When I moved to the edge of the Peak District almost three years ago I was excited to think of all the wildlife that I could see just outside my house. We will be living next to a national park, I thought, there must be loads. Yet since moving here we have only seen the odd unusual animal and it’s been the exception rather than the rule.

I attended a talk given by the Derbyshire Wildlife Trust, where Tim Birch outlined what the Peaks could be like – with pine martins and red squirrels plentiful throughout. But why isn’t this already happening? It seems that the landscape in its current form favours one species, red grouse, over any other and the plants and wildlife that should exist in a national park are simply not there.

As beautiful as the heather moorlands can be in full bloom, surely there should more a more diverse landscape for us to enjoy?

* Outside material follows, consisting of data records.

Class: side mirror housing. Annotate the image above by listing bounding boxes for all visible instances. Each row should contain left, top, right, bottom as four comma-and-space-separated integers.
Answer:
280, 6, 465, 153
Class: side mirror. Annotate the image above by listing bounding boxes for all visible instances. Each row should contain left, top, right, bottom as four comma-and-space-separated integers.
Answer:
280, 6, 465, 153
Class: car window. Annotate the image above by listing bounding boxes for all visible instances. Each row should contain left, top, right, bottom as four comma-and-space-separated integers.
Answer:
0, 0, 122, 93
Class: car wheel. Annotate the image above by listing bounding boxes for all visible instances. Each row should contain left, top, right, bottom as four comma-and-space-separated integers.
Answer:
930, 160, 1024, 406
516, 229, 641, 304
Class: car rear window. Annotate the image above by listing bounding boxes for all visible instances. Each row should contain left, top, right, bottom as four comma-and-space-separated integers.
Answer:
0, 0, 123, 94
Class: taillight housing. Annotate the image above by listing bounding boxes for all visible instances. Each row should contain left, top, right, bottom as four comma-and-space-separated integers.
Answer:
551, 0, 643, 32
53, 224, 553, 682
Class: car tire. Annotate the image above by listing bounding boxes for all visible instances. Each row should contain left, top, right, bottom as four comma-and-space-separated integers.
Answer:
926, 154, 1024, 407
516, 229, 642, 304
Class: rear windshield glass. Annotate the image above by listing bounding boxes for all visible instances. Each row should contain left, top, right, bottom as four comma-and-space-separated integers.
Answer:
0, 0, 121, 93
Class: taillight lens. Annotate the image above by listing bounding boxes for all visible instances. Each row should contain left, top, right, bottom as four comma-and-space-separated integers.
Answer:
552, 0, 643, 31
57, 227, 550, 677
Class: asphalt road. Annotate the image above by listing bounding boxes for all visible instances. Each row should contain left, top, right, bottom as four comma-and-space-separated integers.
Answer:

The landscape is managed in such an uninspiring way that it ultimately affects the bio-diversity of the Peaks, as well as reducing the landscape’s ability to help us deal with climate change and assist with flood reduction. Although there are still re-wilding projects going on in small clumps around the area, any re-introduction of species such as ospreys or golden eagles would probably result in death for any bird that happens to go near an unscrupulous gamekeeper with a gun, who perceives them as a threat to the red grouse.

A national park is a great outdoor playground for everybody—cyclists, walkers, climbers and many others—and not just for people who wish to shoot birds.

We could have people coming to the Peak District to see all this wildlife and then putting their money into local businesses all around the national park. Farmers could be properly paid to manage the land with grazing animals, and gamekeepers (who know these moors better than most) could be paid to show tourists the best parts of the Peaks. This vision is not un-realistic surely?

When you talk about poaching of elephants, rhinos and animals in other countries we Brits get annoyed, but maybe people should look at what is going on in their own country as well.

Tim referenced other re-wilding projects such as Knepp in Sussex where the landscape has returned to a more natural state. Knepp estate now has safaris running to show members of the public animals that have returned, such as purple emperor butterflies and nightingales.

So this kind of wildlife and landscape management is possible. All it needs is a bit of co-operation between those who work and play in the Peak District, and we could see a return to the diversity our own part of the world deserves.